Certainly canceled sailings are a headache for shippers and there have been a lot of them during the coronavirus crisis. But Pump pointed out that a rise in canceled bookings creates pain points for ocean carriers.
“Booking cancellations have increased significantly. Traditionally about 15 to 18% of all export bookings are canceled. In week 20, 29% of all our export bookings were canceled. The high-water mark was in week 18 — 40% of all export bookings were canceled,” Pump said.
He explained that for the container lines, the rash of canceled shipments “puts planning at a new level, if you will. In other words, we are scheduling departures, allocating space, making sure equipment is available, yet we are facing significant cancellations. This is clearly a response to COVID as a lot of customers are dealing now with canceled purchase orders, warehouses that are full at destination ports. It’s adding another level of complexity to our operation, and the fallout from this potentially is also that empty containers will have to be moved overseas rather than waiting for an export booking.”

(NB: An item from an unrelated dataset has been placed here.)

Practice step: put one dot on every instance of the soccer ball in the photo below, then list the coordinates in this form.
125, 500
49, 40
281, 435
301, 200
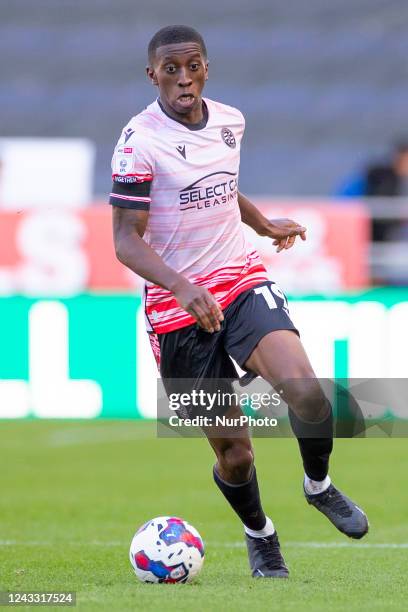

This week’s two-day AgTC annual meeting was held virtually because of the coronavirus pandemic and although he could not see the audience, Pump made a request. “If you need to cancel a booking, please do it as soon as you are aware of it, allowing us to redeploy containers and not have empties clog up the ocean terminals.”
Canceled sailings have helped create some of those clogs.
“Between April and July, 80 sailings have been canceled or will be canceled between the West Coast and Asia and 43 departures to Asia will be canceled off the East Coast. So COVID had an immediate and significant impact on the global liner network,” Pump said. “This is only trans-Pacific. There are other cancellations on the trans-Atlantic down to South America and also to Australia, so [there have been] significant changes to the network, which also has quite an impact on the cargo volume.”
Like their customers, the shipping lines have had to change the way they do business in a world fighting the coronavirus pandemic.
“Another fallout from COVID-19 … is a complete disruption of empty container flows. Ports and locations that were traditionally surplus are running short at times. Some locations that were traditionally demand areas, the surplus is actually quite significant. So as ocean carriers we have to relearn equipment flow and make sure we have the right equipment in the right location at the right time,” Pump said.
“Information flow is critical. We have started to put out a twice-a-week operational update for our customers that will tell you about equipment shortage concerns in various locations,” Pump said. “In return we would ask our customers to let us know when an export booking will not be filled so we can dispose of the container or at least try to find another export booking for that space.”